Implications and Future Directions

This work demonstrates that current video foundation models encode substantial information about dynamic physical properties, but their ability to perform explicit physical reasoning is limited compared to oracles with privileged access. The gap is most pronounced in absolute value regression and under domain shift, particularly for properties requiring higher-order motion analysis (e.g., friction).
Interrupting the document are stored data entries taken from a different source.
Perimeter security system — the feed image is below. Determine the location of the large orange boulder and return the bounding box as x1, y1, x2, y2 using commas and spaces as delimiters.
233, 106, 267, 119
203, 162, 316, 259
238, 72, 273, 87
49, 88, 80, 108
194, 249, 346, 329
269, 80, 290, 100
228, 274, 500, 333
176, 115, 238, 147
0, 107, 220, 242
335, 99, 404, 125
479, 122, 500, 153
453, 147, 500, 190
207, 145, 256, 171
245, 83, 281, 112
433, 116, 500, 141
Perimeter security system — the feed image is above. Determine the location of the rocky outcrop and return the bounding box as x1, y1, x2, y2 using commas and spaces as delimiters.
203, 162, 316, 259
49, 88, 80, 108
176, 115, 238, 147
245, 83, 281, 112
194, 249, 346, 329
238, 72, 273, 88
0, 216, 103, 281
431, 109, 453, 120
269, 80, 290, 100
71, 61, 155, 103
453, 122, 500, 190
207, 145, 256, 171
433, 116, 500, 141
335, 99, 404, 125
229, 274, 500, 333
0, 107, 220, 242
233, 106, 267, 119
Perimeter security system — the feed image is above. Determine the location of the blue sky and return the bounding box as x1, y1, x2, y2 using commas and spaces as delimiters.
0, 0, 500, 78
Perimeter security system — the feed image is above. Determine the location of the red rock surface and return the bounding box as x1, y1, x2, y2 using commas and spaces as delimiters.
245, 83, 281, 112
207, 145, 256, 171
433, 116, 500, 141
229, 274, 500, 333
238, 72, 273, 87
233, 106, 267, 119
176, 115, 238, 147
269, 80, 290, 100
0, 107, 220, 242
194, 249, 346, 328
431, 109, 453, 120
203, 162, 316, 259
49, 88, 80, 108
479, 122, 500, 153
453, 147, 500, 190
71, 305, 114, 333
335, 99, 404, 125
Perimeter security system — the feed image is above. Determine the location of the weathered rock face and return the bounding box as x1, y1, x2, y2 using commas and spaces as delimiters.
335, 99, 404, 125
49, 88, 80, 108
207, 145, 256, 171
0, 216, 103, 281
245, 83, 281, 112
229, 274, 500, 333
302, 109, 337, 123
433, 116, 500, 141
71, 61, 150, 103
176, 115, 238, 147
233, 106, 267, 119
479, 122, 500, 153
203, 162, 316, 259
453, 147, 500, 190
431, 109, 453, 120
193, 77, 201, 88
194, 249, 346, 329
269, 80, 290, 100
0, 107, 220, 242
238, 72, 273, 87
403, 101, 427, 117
The results suggest several avenues for future research:

  • Physically-Grounded Pretraining: Incorporating explicit physical supervision or inductive biases during pretraining may improve the interpretability and robustness of video representations.
  • Object-Centric and Geometric Reasoning: Integrating object-centric models and geometric normalization (e.g., homography, affine invariance) can enhance generalization to real-world scenarios.
  • Prompt Engineering for MLLMs: While MLLMs are flexible, their reliance on semantic priors limits their utility for fine-grained physical inference. Hybrid approaches combining visual prompting and procedural guidance may yield better results.
  • Benchmarking and Dataset Expansion: The PhysVid dataset provides a rigorous testbed, but further expansion to more complex scenes, occlusions, and multi-object interactions is necessary for comprehensive evaluation.

Conclusion

The study provides a systematic evaluation of dynamic physical property inference from video, establishing strong baselines and revealing the limitations of current foundation models. While generative and self-supervised video models can extract physical cues with lightweight readouts, they fall short of oracle performance, especially in absolute prediction and under domain shift. MLLMs, despite their versatility, are not yet competitive for this class of tasks. Bridging the gap between visual perception and physical reasoning remains a central challenge for the next generation of video understanding models. Figure 5

Figure 6: Scatter plots for the video generative model, illustrating the degradation in prediction accuracy from synthetic in-distribution (test-1) to out-of-distribution (test-2) and real-world (test-3) splits for elasticity, viscosity, and friction.